The proposals will be debated at a full meeting of full council on Wednesday (July 3) and, if the vote is in favour, it would be implemented from November 1 this year.
It would make Newcastle City Council the first local authority to introduce the late-night levy which allows it to charge a fee to on-trade premises serving alcohol between midnight and 6am.
Under the Police Reform and Social Responsibility Act 2011, the fee can be charged for covering “the extra enforcement costs that the night-time economy generates for police and licensing authorities”.
Activities in Newcastle could include taxi marshalling, CCTV improvements, street pastors, street cleaning, enforcement and personal safety initiatives and increased toilet facilities, which would be agreed by all partners at a local level.
The amount of the levy, set by government, depends on the rateable value of the premises and ranges from £299 to £4,400 per year.
However, Newcastle City Council’s proposals include some exemptions such as those operators that are already paying to be part of a business improvement district (BID). They include the Newcastle NE1 business-led partnership covering Newcastle city centre.
The council’s proposals were published on June 19 after a 12-week consultation. They can only go ahead once they have been agreed on July 3 at the full council meeting although the Labour group has a majority of 24.
Councillor Linda Hobson, deputy cabinet member for community safety and regulation for Newcastle City Council, said: “The vibrancy and vitality of Newcastle’s night-time economy has a worldwide reputation and makes an invaluable contribution to the city’s prosperity.

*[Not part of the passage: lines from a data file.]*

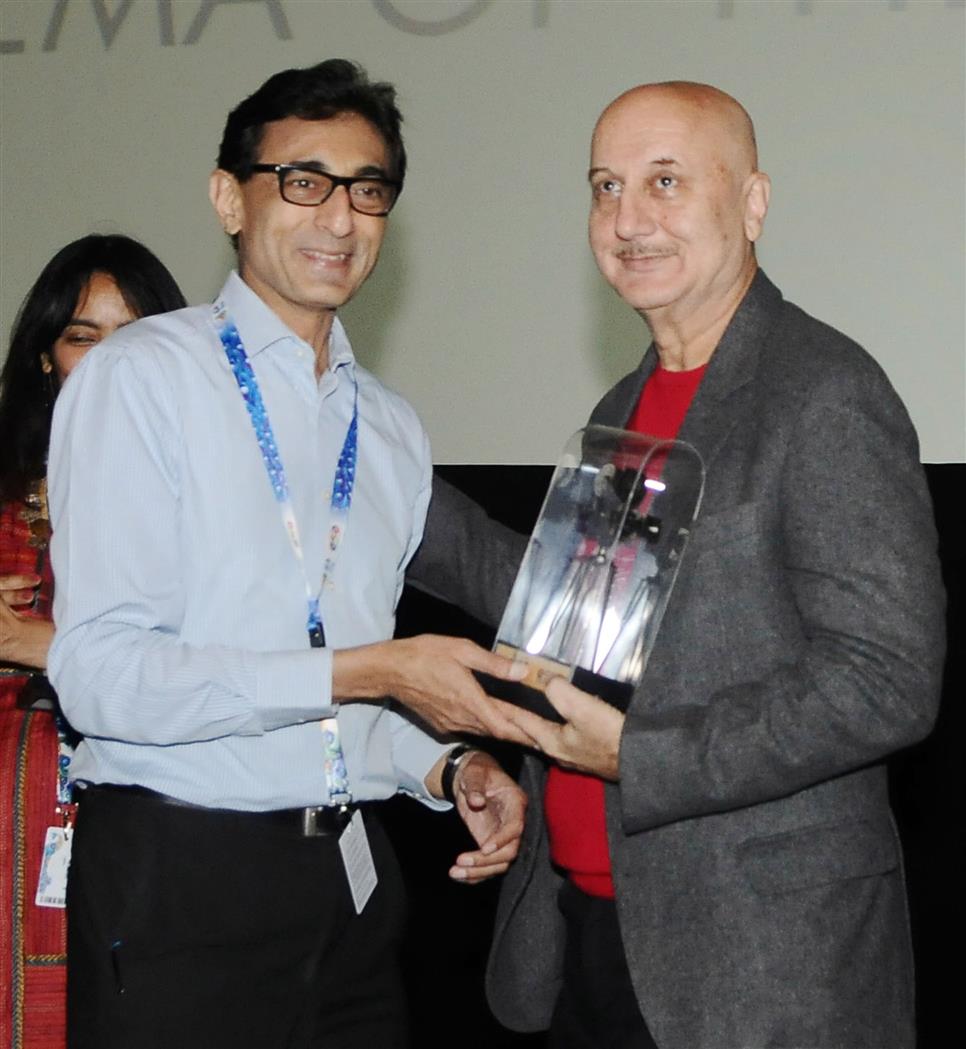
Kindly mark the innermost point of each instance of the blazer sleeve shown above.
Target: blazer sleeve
(467, 557)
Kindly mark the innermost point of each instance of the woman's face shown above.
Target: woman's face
(100, 309)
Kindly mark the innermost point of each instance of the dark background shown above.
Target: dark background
(449, 923)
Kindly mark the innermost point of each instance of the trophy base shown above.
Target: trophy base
(519, 693)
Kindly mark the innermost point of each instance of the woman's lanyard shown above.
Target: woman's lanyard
(344, 482)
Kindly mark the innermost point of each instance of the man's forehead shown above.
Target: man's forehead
(660, 126)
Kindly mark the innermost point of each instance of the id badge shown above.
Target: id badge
(357, 857)
(51, 889)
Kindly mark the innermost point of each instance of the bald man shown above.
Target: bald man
(718, 869)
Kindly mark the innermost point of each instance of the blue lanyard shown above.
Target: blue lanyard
(343, 484)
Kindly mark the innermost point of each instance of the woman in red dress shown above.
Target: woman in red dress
(85, 292)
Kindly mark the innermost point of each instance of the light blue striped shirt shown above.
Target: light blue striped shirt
(180, 649)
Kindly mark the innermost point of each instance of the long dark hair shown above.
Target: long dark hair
(26, 391)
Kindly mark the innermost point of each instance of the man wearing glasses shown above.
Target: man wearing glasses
(235, 501)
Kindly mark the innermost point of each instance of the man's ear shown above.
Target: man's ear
(757, 193)
(224, 194)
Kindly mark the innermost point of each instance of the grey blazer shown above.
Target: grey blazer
(756, 865)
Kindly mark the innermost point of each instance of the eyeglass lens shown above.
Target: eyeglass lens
(370, 196)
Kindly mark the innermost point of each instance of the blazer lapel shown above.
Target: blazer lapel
(725, 392)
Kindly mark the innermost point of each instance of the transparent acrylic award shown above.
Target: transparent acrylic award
(599, 569)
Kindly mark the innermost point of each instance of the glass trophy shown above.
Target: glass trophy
(599, 569)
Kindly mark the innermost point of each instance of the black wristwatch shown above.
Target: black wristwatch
(454, 758)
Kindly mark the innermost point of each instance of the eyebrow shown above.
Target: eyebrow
(661, 162)
(84, 322)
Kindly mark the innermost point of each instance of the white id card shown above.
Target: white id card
(51, 889)
(357, 857)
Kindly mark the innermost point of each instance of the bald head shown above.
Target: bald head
(678, 202)
(707, 108)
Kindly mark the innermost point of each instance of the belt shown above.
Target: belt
(313, 821)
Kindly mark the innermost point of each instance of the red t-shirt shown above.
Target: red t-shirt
(574, 801)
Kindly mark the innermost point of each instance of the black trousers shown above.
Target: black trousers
(190, 929)
(597, 1007)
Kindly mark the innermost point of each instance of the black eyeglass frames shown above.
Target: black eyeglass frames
(309, 187)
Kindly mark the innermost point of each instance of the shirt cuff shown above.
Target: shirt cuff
(293, 687)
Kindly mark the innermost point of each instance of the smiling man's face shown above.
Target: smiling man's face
(675, 199)
(304, 261)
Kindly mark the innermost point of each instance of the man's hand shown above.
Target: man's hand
(492, 806)
(589, 739)
(430, 676)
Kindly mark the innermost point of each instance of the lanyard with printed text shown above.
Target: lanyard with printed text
(343, 485)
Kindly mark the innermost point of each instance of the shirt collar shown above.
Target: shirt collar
(261, 327)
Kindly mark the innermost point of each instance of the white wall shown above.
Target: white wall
(487, 311)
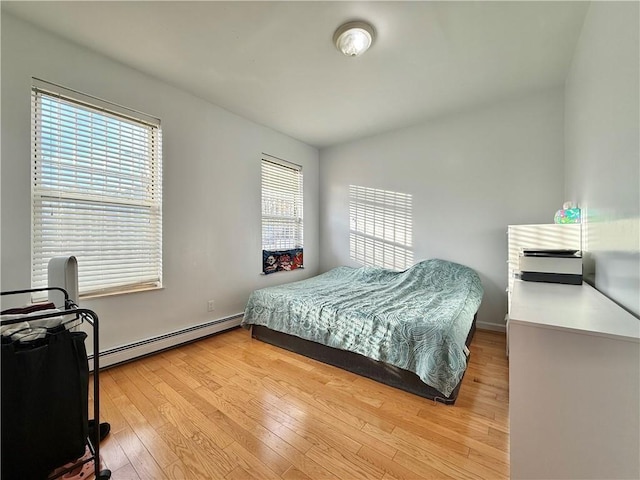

“However, it also has less welcome consequences – noise, crime, anti-social behaviour and negative health impacts. If the levy is agreed, it will be the first of its kind in the UK.
“These proposals, which will be delivered in partnership with the police, licensing trade and residents, seek to strike the right balance by ensuring those businesses which benefit should make a limited contribution to these costs, maintaining the city as one of the safest in the country and attractive to investors and visitors.”